Programmers feel a deep sense of responsibility to deliver a good system. They resist UXD because they initially see it as an incursion on that territory. And sometimes they care about UXD and have taken to programming as the necessary place to stand in order to work on it.
But when I deliver Clarity-enabling UXD, programmers are thrilled by it. At last the crisp vision they have needed in order to plan and work effectively! This has complicated political implications in the org. Developers then say to marketing, management, executives, “Hey, you want to tell me what to do? You ought to give it to me in this form”. And since those folks don’t know how to produce that kind of clarity? Fireworks.
Executives find it threatening when UXD explicitly locates Product Vision in something they do not do. They imagine that Product Vision is their job! As people temperamentally drawn to holding authority, executives cannot conceive of someone with UXDs’ capacity for Vision not making a bid to usurp executive authority. But we don’t! We just want to crack the problem!
(That’s not a knock against executives. I have a temperamental resistance to systems of authority but I recognize that exectuives’ inclination to seek it is not simply a bad thing. Someone needs to own strategic decisions, and there are obvious reasons why it helps if that person wants to, if they make good ones.)
Understand that in this dream, UXDs propose product vision and are custodians of it, but UXDs’ authority & responsibility (“ownership”) is not the product as a whole but more narrowly advocating for users.
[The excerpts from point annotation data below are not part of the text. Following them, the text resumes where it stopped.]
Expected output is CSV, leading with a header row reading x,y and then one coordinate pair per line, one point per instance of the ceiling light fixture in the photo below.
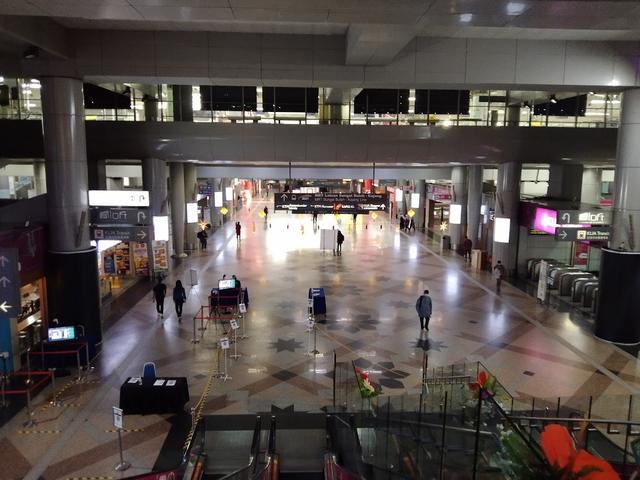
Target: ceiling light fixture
x,y
31,52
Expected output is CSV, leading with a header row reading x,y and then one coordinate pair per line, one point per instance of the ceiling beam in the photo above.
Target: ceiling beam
x,y
38,31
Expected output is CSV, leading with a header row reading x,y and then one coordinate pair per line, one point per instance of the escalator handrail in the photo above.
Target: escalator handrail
x,y
253,455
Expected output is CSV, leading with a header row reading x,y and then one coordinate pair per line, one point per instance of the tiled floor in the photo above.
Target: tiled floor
x,y
371,291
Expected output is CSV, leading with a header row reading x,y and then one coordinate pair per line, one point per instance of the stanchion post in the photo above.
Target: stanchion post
x,y
194,340
30,421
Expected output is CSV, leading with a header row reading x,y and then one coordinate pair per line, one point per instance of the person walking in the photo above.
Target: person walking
x,y
467,244
340,240
159,292
179,297
499,273
423,307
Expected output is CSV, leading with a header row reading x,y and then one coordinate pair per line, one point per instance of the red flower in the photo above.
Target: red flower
x,y
560,451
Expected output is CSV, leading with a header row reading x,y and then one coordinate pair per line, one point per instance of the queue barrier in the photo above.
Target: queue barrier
x,y
24,383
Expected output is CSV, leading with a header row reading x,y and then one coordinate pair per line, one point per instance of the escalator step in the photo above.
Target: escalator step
x,y
301,476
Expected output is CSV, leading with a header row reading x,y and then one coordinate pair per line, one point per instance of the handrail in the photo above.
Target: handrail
x,y
250,468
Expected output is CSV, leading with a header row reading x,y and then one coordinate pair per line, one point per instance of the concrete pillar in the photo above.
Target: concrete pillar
x,y
72,260
565,182
507,204
591,186
150,108
190,193
182,103
176,185
40,175
626,209
459,183
474,203
154,179
513,116
419,218
216,216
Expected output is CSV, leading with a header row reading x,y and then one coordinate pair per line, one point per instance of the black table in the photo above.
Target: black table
x,y
319,301
147,398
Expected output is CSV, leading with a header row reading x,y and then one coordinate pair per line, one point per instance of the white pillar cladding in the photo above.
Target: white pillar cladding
x,y
626,207
190,195
507,204
474,203
591,186
65,149
176,180
459,184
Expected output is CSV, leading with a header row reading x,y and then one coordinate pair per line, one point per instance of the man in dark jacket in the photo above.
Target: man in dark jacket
x,y
423,307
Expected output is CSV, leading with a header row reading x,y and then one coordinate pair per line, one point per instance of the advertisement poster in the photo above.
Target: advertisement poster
x,y
109,265
123,259
140,259
581,256
160,262
542,282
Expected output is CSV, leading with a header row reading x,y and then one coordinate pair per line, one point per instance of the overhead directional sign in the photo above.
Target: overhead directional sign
x,y
9,282
586,234
330,202
124,234
120,216
577,217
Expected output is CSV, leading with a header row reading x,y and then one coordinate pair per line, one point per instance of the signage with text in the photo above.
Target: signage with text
x,y
124,234
330,202
593,217
119,216
9,282
587,234
118,198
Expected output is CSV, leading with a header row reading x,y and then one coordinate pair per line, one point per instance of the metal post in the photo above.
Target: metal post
x,y
30,421
54,402
122,466
194,340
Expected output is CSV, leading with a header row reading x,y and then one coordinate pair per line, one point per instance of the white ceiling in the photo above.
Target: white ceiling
x,y
528,19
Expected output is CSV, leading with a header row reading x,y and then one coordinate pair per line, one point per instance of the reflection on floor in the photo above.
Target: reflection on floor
x,y
371,291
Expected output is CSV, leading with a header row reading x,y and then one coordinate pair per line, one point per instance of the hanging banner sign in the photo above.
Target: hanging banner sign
x,y
330,202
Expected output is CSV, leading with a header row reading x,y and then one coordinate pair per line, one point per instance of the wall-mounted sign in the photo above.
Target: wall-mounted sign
x,y
161,228
118,198
192,212
501,227
124,234
588,234
455,214
592,217
119,216
9,283
330,202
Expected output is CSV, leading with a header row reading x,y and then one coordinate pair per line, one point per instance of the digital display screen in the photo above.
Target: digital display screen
x,y
226,284
545,220
62,333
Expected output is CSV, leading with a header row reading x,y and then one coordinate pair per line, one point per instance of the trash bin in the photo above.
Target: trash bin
x,y
445,243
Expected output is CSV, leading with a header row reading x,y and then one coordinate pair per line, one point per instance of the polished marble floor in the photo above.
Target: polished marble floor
x,y
371,291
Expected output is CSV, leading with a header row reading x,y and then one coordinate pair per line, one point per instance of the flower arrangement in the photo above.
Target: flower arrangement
x,y
367,388
567,462
484,385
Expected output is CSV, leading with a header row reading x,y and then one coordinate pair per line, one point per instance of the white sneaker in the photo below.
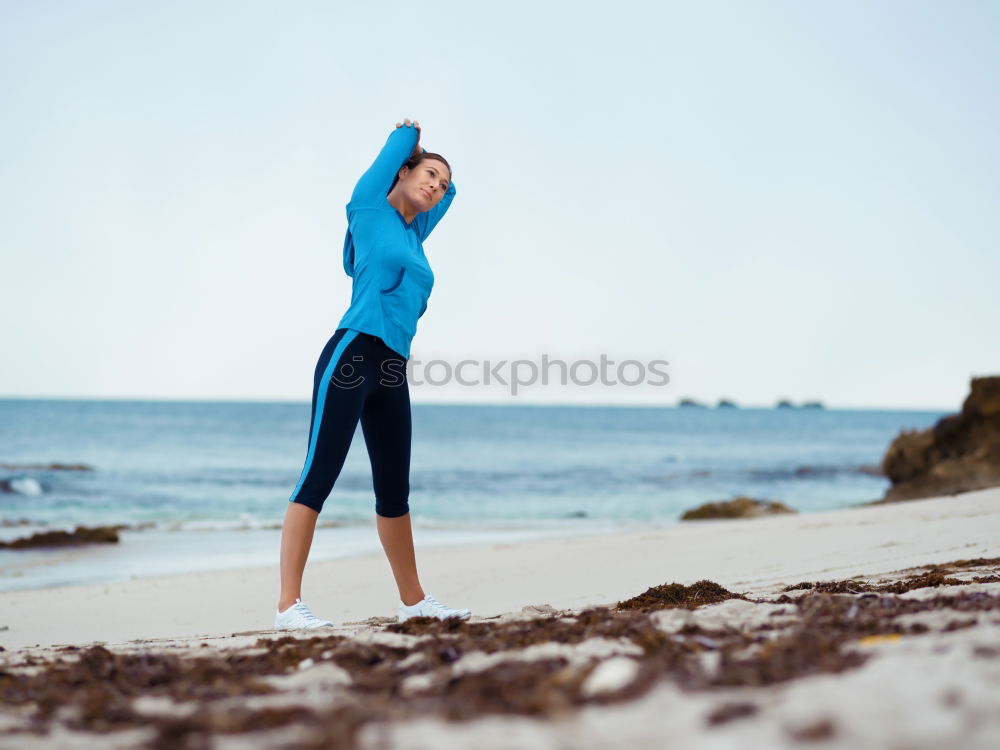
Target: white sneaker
x,y
430,607
299,617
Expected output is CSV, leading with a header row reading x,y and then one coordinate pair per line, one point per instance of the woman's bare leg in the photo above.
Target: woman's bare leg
x,y
296,539
396,536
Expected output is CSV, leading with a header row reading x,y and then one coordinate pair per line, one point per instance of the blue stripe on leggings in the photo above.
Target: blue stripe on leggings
x,y
324,385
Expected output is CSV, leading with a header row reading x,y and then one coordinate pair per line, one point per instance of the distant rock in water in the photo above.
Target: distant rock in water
x,y
46,467
81,535
739,507
690,402
22,486
960,453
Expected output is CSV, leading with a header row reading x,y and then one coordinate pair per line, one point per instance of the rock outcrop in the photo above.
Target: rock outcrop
x,y
81,535
738,507
960,453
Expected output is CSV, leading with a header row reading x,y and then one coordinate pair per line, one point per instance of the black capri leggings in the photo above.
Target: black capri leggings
x,y
359,377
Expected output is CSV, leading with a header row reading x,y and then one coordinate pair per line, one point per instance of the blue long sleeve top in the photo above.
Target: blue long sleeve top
x,y
385,255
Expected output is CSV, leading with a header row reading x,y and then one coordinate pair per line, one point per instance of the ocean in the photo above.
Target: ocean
x,y
204,485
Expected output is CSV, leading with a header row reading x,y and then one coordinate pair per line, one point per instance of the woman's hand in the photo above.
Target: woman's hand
x,y
414,124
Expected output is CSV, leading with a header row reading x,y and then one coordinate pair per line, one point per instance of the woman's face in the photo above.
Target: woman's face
x,y
425,184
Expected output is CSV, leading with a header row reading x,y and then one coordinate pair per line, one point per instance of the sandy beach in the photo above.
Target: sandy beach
x,y
754,556
935,688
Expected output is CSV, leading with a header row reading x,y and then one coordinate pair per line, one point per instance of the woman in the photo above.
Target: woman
x,y
361,373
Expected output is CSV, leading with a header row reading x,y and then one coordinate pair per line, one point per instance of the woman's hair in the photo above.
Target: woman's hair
x,y
415,160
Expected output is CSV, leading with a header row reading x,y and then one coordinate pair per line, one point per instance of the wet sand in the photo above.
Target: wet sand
x,y
869,627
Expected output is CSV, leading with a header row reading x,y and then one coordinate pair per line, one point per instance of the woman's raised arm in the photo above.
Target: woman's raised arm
x,y
375,183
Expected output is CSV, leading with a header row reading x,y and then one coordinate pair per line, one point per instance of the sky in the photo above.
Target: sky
x,y
778,199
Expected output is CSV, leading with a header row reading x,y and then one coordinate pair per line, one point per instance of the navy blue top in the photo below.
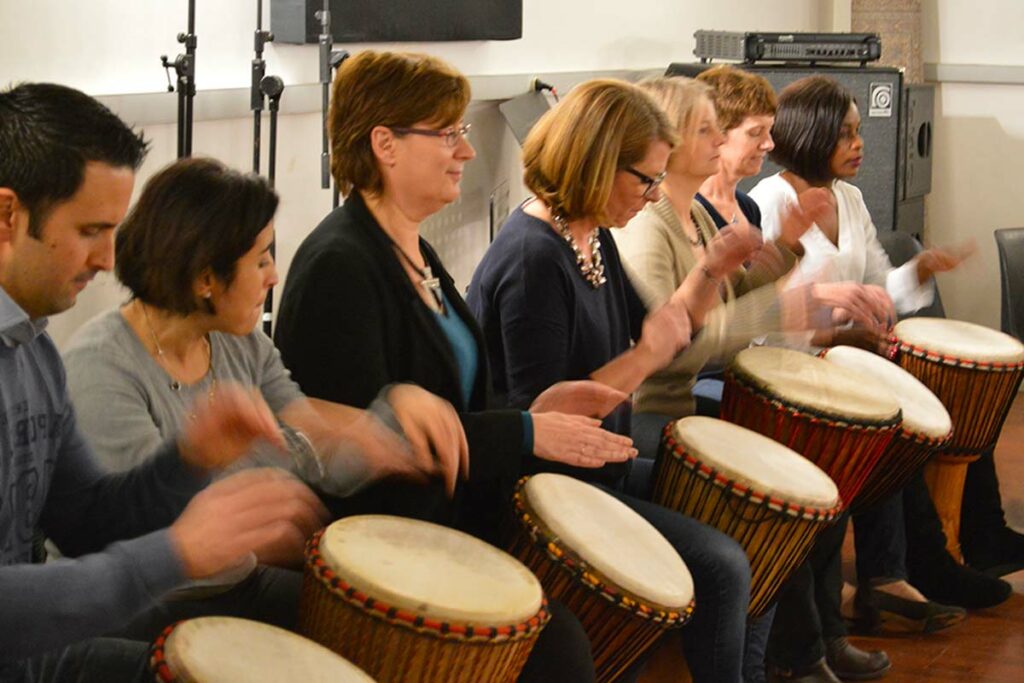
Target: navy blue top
x,y
463,347
543,323
750,208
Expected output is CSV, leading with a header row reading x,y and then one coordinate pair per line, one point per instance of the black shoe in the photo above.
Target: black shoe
x,y
953,584
896,613
816,673
995,552
852,664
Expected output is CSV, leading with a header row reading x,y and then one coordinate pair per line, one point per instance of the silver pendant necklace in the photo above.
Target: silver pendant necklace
x,y
430,284
591,268
175,385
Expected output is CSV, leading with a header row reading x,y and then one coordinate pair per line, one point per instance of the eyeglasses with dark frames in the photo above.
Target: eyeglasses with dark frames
x,y
651,183
452,135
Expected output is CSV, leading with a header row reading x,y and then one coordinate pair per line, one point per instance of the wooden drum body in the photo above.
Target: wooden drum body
x,y
976,373
926,427
769,499
223,649
408,600
832,416
617,574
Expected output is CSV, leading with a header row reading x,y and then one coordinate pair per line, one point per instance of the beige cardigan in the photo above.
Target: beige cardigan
x,y
657,256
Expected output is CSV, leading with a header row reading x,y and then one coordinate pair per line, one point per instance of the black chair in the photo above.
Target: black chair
x,y
1011,244
901,247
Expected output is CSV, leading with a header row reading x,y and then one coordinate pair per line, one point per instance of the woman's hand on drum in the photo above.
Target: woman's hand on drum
x,y
853,301
798,217
577,440
260,511
869,339
225,425
433,429
587,397
941,259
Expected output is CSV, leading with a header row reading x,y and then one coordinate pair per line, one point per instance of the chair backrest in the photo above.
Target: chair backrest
x,y
1011,244
901,247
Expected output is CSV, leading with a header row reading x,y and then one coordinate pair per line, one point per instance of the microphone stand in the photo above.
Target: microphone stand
x,y
330,59
184,68
260,39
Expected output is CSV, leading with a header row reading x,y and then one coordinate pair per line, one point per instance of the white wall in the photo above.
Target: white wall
x,y
113,47
978,144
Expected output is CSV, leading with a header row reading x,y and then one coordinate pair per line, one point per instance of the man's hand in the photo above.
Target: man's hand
x,y
260,511
225,426
585,397
434,431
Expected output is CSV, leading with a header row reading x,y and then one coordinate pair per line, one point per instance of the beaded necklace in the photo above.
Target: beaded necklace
x,y
592,269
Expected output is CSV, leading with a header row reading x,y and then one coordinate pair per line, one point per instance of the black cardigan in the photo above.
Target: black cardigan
x,y
350,322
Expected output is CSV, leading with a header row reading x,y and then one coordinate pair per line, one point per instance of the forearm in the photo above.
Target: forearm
x,y
627,371
47,606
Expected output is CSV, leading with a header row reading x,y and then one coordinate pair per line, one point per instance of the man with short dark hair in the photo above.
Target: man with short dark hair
x,y
67,173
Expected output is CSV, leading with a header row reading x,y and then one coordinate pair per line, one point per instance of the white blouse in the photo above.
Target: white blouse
x,y
859,257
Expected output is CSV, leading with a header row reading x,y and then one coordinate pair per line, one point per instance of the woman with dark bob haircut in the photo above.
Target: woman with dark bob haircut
x,y
818,144
195,255
368,302
555,304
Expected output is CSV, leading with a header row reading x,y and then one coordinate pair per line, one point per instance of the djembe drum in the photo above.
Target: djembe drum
x,y
770,499
833,416
616,573
976,373
412,601
223,649
926,427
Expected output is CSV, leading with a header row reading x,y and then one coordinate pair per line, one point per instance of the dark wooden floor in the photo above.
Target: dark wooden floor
x,y
986,648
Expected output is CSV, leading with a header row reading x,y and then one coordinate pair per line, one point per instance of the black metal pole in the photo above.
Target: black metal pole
x,y
189,40
255,91
272,87
184,68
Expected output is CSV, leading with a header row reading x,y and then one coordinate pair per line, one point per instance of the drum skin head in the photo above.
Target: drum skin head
x,y
957,339
757,462
431,570
611,538
923,412
223,649
811,383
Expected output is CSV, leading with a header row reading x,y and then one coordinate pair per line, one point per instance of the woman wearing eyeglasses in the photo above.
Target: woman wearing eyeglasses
x,y
555,304
368,303
676,239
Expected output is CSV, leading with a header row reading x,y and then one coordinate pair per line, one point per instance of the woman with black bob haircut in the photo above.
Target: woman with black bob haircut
x,y
818,144
195,255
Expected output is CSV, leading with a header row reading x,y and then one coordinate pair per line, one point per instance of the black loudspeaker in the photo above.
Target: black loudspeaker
x,y
386,20
878,91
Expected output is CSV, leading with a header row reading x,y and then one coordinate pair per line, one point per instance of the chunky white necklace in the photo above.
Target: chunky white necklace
x,y
591,268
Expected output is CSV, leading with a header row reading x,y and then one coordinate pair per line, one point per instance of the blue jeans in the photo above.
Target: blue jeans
x,y
713,641
880,539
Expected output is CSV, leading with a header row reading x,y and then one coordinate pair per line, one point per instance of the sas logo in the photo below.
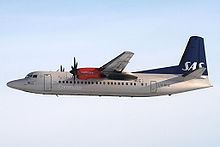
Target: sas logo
x,y
189,66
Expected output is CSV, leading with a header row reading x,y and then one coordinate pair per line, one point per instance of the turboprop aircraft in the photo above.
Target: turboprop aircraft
x,y
110,80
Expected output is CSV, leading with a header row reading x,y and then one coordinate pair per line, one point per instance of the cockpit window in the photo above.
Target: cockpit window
x,y
34,76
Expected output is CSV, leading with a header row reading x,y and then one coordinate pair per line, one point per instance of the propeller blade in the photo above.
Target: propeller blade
x,y
60,68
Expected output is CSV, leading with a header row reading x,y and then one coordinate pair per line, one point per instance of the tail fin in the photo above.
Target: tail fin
x,y
192,59
194,55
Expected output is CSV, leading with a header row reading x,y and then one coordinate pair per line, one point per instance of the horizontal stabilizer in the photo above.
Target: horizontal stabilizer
x,y
194,74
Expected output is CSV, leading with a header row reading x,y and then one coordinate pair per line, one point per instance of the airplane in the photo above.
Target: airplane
x,y
110,80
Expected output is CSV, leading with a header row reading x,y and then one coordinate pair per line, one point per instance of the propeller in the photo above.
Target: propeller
x,y
74,69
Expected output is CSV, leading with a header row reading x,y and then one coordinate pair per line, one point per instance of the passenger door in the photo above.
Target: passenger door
x,y
47,82
153,86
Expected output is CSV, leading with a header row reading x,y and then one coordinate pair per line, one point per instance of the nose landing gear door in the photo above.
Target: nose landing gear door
x,y
47,82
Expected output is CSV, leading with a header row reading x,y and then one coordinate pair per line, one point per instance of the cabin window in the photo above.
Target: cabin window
x,y
34,76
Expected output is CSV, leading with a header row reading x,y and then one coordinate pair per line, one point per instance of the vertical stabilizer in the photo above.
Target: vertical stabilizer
x,y
194,55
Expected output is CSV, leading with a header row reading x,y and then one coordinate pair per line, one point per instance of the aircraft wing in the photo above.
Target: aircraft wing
x,y
118,63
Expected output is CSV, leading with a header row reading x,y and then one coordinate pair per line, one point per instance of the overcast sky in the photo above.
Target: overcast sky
x,y
42,35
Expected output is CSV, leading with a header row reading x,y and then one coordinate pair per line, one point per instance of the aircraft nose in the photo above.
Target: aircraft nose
x,y
17,84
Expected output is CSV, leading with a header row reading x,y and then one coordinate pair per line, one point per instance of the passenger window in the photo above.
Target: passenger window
x,y
34,76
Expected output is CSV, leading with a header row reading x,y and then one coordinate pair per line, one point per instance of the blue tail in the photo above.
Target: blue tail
x,y
193,58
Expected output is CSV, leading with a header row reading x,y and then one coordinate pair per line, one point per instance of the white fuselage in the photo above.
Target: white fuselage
x,y
62,83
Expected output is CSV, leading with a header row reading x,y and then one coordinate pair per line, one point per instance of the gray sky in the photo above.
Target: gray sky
x,y
42,35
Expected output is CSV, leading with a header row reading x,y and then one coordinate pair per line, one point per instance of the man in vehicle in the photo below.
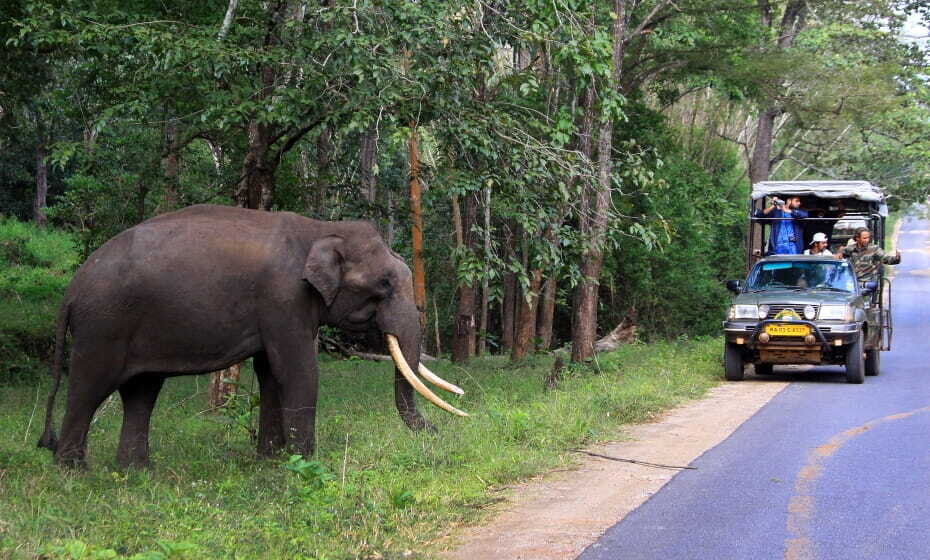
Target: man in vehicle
x,y
865,257
787,237
819,246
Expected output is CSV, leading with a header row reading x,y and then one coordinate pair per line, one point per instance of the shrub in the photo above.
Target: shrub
x,y
35,268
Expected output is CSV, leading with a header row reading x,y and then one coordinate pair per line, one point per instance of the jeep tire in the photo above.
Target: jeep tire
x,y
855,363
732,362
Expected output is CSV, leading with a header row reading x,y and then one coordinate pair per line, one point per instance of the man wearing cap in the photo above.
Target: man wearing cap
x,y
819,246
865,257
787,234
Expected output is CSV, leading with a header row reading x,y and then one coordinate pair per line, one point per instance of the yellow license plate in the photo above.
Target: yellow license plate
x,y
787,330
It should be product managers who own the product vision ... answerable to business goals set by executives and informed by user needs identified by UXDs, customer drives identified by marketing, and technical opportunities & constraints identified by engineering.
UXDs often demand to Own The User Experience because that sounds natural and is the only way many of us can imagine delivering good UX. (And this draws a lot of UXDs to shift implicitly or explicitly toward product management, in hopes of wielding the necessary power.) But that steps outside of what UXDs’ role should be, into what product management should do.
Product management should hold the imperator of product ownership to decide conflicts between the various constituents in the greater development organization — UXD, marketing, programmers, et cetera. But in practice when done well PM is not the exercise of authority to play umpire most of the time.
Product managerment done well is 98% collaboration, with the PM communicating, translating, and facilitating the exchange of thinking & planning among these various constituencies. “Hey, Ms. Programmer: Marketing says customers ask for X. UXD says that is best addressed with Y. I don’t want us to grind on this, so if that turns out to be tricky, I will put you in a room with the UXD to hash out a solution almost as good which you can deliver more quickly.”
Looking in the other direction, up toward executives, PMs need to link product visions to business goals. “We have talked about growth, but there are different product directions. X should get us the most users, Y should get us the most sales revenue, Z should get us the most profit. Which do we want?”